Re: API continuous Speech-To-Text
by marto (Cardinal) on Sep 03, 2018 at 12:08 UTC

    I'd probably start by researching projects like Jasper to see how they work under the hood.

      Are you saying he should use Python instead? I say this because you found my suggestion odd (of using Perl to integrate non-Perl resources as is done in dvd::rip).

      Update: Jasper is written in python, so if not, then for example is there a way to import python modules you can help the OP with.

        marto: I'd probably start by researching projects like Jasper to see how they work under the hood.

        TheloniusMonk: Are you saying he should use Python instead?

        There is no complementary explanation for how that interpretation—of a simple, and rather constructive, suggestion—could have been reached.

        It took you one day after starting your account to dig up a dead thread started by sundialsvc4 to imply that he’s a misunderstood genius. If that’s not a hackle-raiser, I don’t know what is.

        You are also already picking fights with important contributors without showing code to demonstrate your points, cutting and pasting broken code instead of recommending modules, and throwing around a term like “ignore list” that most new monks would not know in just two weeks of being cloistered.…

        A reply falls below the community's threshold of quality. You may see it by logging in.

        As stated, I suggested they look at how this project deals with the details, since it's a working example of what they actually want to achieve. The question OP asked was "Do you think it is a very big/difficult project to have a Perl solution that", having access to the working python code OP can then use their perl knowledge to ascertain the difficulty/scale of a perl based solution.

        A reply falls below the community's threshold of quality. You may see it by logging in.

        "Update: Jasper is written in python, so if not, then for example is there a way to import python modules you can help the OP with."
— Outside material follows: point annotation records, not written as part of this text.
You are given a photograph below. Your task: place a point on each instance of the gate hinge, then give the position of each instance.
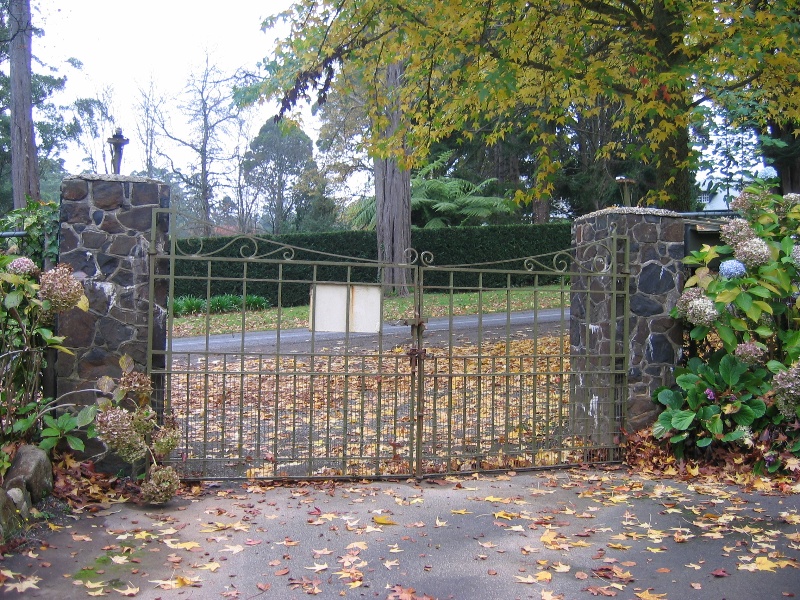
(414, 354)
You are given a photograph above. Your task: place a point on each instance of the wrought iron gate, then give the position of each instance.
(465, 368)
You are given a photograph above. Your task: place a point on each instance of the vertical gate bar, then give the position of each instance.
(206, 386)
(311, 358)
(450, 415)
(379, 388)
(277, 364)
(259, 456)
(242, 377)
(418, 369)
(328, 404)
(379, 407)
(346, 389)
(479, 370)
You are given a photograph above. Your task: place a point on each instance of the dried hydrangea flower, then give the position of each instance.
(732, 268)
(744, 202)
(786, 385)
(688, 295)
(138, 384)
(753, 253)
(791, 199)
(166, 440)
(701, 311)
(60, 288)
(796, 256)
(117, 429)
(161, 485)
(23, 266)
(736, 231)
(751, 353)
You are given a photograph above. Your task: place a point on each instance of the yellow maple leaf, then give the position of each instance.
(174, 544)
(764, 564)
(505, 515)
(127, 591)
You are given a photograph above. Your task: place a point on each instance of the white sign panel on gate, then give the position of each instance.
(342, 308)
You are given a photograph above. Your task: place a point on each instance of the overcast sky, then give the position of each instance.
(126, 44)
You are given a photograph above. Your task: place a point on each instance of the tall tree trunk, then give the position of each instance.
(785, 158)
(24, 165)
(393, 203)
(672, 170)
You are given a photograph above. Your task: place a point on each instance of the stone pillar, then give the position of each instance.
(655, 240)
(106, 237)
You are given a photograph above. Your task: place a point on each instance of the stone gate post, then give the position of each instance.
(654, 339)
(106, 237)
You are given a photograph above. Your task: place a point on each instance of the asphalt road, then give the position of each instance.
(465, 329)
(560, 535)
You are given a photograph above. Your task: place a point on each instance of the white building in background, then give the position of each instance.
(716, 194)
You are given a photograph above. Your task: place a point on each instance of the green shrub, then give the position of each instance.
(225, 303)
(253, 302)
(29, 301)
(188, 305)
(748, 391)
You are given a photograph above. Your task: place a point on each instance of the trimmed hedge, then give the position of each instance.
(286, 283)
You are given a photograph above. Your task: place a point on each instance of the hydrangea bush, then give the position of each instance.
(746, 391)
(127, 424)
(30, 299)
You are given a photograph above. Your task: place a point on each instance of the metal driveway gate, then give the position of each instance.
(468, 368)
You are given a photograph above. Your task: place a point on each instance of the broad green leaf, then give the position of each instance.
(106, 385)
(126, 364)
(48, 443)
(75, 443)
(13, 299)
(728, 296)
(753, 312)
(764, 331)
(662, 426)
(670, 398)
(760, 291)
(745, 416)
(676, 439)
(731, 370)
(728, 337)
(682, 419)
(739, 324)
(766, 307)
(699, 332)
(733, 435)
(714, 425)
(86, 415)
(758, 407)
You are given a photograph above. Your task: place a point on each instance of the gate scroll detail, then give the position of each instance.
(483, 366)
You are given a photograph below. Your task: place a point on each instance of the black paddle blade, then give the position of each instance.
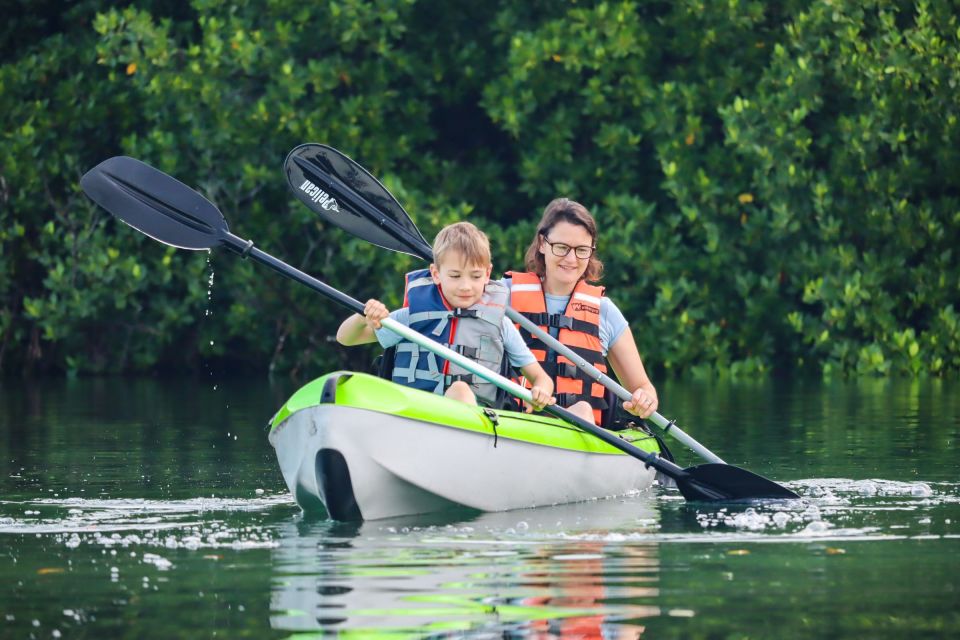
(345, 194)
(724, 482)
(155, 204)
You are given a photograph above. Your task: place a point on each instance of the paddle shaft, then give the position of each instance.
(418, 247)
(245, 248)
(658, 420)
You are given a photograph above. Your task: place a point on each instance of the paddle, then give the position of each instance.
(169, 211)
(362, 206)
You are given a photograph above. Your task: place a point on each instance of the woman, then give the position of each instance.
(555, 293)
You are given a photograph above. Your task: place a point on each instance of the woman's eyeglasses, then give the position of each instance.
(560, 249)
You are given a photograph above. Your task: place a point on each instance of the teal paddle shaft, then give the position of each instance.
(665, 425)
(169, 211)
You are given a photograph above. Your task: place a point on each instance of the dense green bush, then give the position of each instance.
(774, 182)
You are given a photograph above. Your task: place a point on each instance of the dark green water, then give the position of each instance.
(155, 509)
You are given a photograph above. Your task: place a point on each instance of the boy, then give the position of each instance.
(455, 304)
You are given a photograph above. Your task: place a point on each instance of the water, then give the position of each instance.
(152, 508)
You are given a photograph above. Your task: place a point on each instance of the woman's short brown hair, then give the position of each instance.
(563, 210)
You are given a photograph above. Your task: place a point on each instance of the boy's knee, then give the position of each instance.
(583, 410)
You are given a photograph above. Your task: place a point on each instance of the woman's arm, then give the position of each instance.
(541, 385)
(624, 357)
(359, 329)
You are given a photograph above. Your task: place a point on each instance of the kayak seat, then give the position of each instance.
(383, 368)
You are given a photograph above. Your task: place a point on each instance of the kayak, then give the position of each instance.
(359, 447)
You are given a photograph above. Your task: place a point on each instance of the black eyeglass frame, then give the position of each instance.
(576, 250)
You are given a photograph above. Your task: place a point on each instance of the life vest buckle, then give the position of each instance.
(469, 352)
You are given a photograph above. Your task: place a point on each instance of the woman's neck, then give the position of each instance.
(557, 289)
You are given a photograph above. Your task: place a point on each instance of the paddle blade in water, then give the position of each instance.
(155, 204)
(722, 482)
(345, 194)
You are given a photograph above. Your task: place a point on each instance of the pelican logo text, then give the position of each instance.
(319, 196)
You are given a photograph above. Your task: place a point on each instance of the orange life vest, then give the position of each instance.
(579, 330)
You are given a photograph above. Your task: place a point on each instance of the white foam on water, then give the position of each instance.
(168, 524)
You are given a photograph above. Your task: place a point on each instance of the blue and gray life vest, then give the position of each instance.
(475, 332)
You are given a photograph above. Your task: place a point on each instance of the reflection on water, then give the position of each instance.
(523, 571)
(156, 509)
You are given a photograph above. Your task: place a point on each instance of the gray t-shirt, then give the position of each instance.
(514, 347)
(612, 322)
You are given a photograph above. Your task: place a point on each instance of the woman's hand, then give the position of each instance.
(541, 397)
(642, 404)
(374, 312)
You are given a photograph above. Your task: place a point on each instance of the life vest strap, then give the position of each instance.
(593, 357)
(467, 352)
(563, 322)
(570, 399)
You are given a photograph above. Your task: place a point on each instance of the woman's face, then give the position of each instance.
(564, 273)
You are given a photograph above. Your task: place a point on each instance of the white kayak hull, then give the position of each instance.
(363, 464)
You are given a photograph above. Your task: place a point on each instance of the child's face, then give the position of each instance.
(460, 283)
(566, 271)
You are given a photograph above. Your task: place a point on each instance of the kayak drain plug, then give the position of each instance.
(494, 420)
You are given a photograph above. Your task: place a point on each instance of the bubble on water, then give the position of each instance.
(811, 513)
(921, 490)
(781, 518)
(818, 526)
(159, 562)
(866, 488)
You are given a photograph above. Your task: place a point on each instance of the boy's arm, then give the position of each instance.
(541, 385)
(359, 329)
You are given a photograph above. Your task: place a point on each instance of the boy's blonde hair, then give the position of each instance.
(463, 237)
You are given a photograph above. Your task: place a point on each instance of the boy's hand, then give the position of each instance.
(642, 404)
(373, 312)
(541, 397)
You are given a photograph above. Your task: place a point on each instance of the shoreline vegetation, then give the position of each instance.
(775, 185)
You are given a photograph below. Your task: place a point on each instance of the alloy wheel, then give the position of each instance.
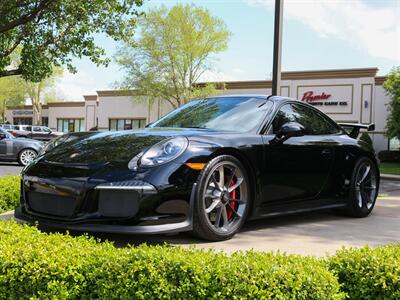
(225, 197)
(365, 188)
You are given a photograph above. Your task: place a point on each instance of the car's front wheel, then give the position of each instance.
(364, 188)
(26, 156)
(223, 199)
        As addressed already in my other reply to you, before this update, OP asked "Do you think it is a very big/difficult project to have a Perl solution that:", followed by some criteria. The project I suggested as a reasonable basis for comparison, allowing OP to make a more informed decision. While things like Inline::Python exist, I wouldn't recommend them because it isn't practical in this case and more specifically it doesn't address the question OP actually asked.

Re: API continuous Speech-To-Text
by TheloniusMonk (Sexton) on Sep 03, 2018 at 11:51 UTC
    If it's for a linux server, there's a very mature open source module dvd::rip which has to use non-Perl modules from various sources, not just ALSA. I mention this only for the technique it uses, not because it uses what you need. But where no existing Perl module can be found, it might be easier to find a module written in C that supplies what you need and follow the examples in dvd::rip for how to integrate them with Perl. (updated)

      How / where would a GUI for copying DVDs help when trying to convert speech audio to text?

        OK I'll try to rephrase

      Seems like a odd suggestion, which of the problems raised would this approach address exactly?